Kolmanskop Ghost Town

Kolmanskop Ghost Town is situated about 7km out of Luederitz within the “Sperrgebiet” (The Forbidden Territory”). It originated in 1908 when the first Diamonds were found in the area. To the imaginative but uninformed, the “Sperrgebiet” conjures up images of watchtowers, electric fences, barbed wire and ferocious guard dogs protecting the restricted area. This may tickle the fancy but could hardly be further from reality. In fact, for most parts there is nothing – nothing but the limitless desert and the occasional forlorn notice board with its stern WARNING! WAARSKUWING! WARNUNG! ELONDWELO! In its heyday the wealth of this town was a lesson in decadence, talk of bathing in champagne. Nowadays you find Kolmanskop as a deserted Ghost Town in the Sperrgebiet – once a cosmopolitan centre where diamonds were lying around like “plums under a plum tree”, a town built to last…until the diamonds ran out in the 1950’s.
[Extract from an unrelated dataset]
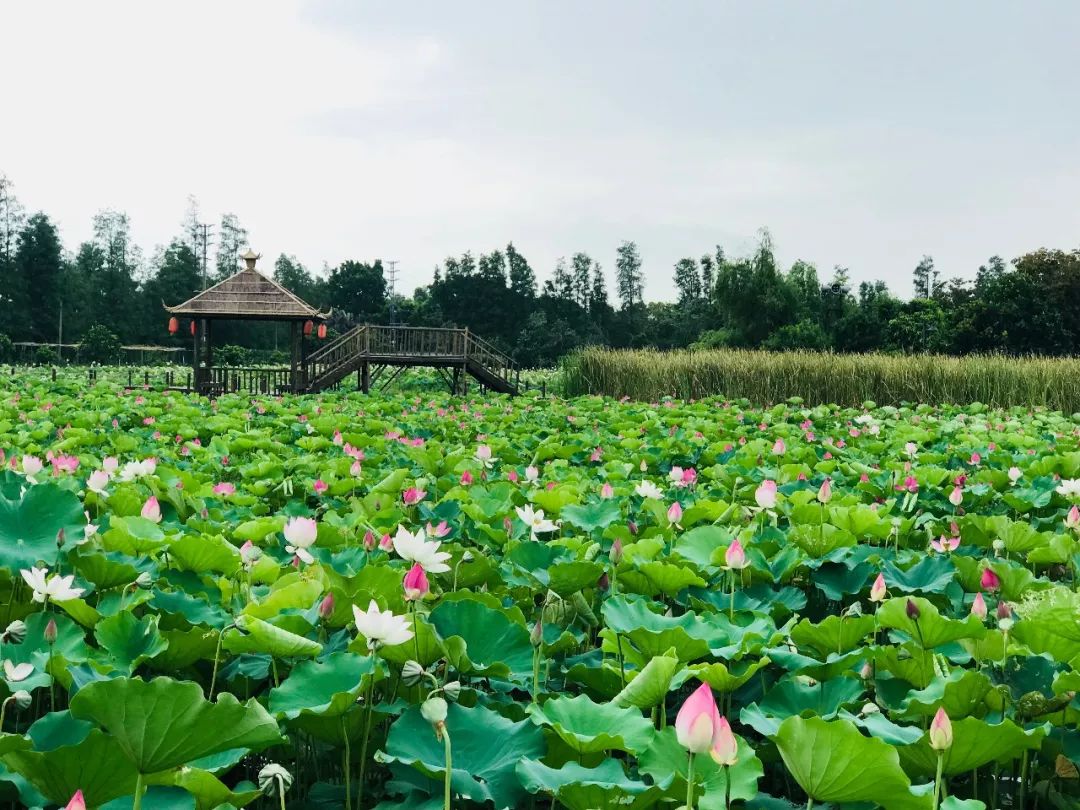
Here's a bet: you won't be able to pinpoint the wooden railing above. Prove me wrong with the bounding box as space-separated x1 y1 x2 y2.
301 324 521 390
It stands as a haunting monument to the day’s boom and bust, where once opulent homes, shops, a hospital and theatre surrender slowly to the relentless wind and the encroaching desert sands. The ghost town is open to guided tours at 09h00 and 11h00 in the morning, permits can be purchased directly at the gate to the Ghost Town.

Diaz Cross

On a lofty point on the Lüderitz Peninsula, Bartolomeu Dias erected a padrão or stone cross in 1488 on his homeward voyage to Portugal, after he had rounded the Cape of Good Hope. He is believed to be the second European sailor to have set foot on Namibian ground. The original cross has been removed and replaced by a replica made from Namibian Marble. The original is kept -- as found, in pieces -- in museums in Cape Town and Lisbon. Seen from a sailing boat or catamaran at sea, Diaz Point gains its true perspective, a rocky headland with its back to the desert and host to a colony of seals…we are sure that this was the exact sight Bartholomew Diaz had on his first encounter with the wind-swept rocky outcrop and not much will change in the next hundreds of years. Guests have a grand sight of the Lighthouse close by, while a unique yet cosy restaurant ensures culinary delight and shelter from the extreme winds that can haunt this bay.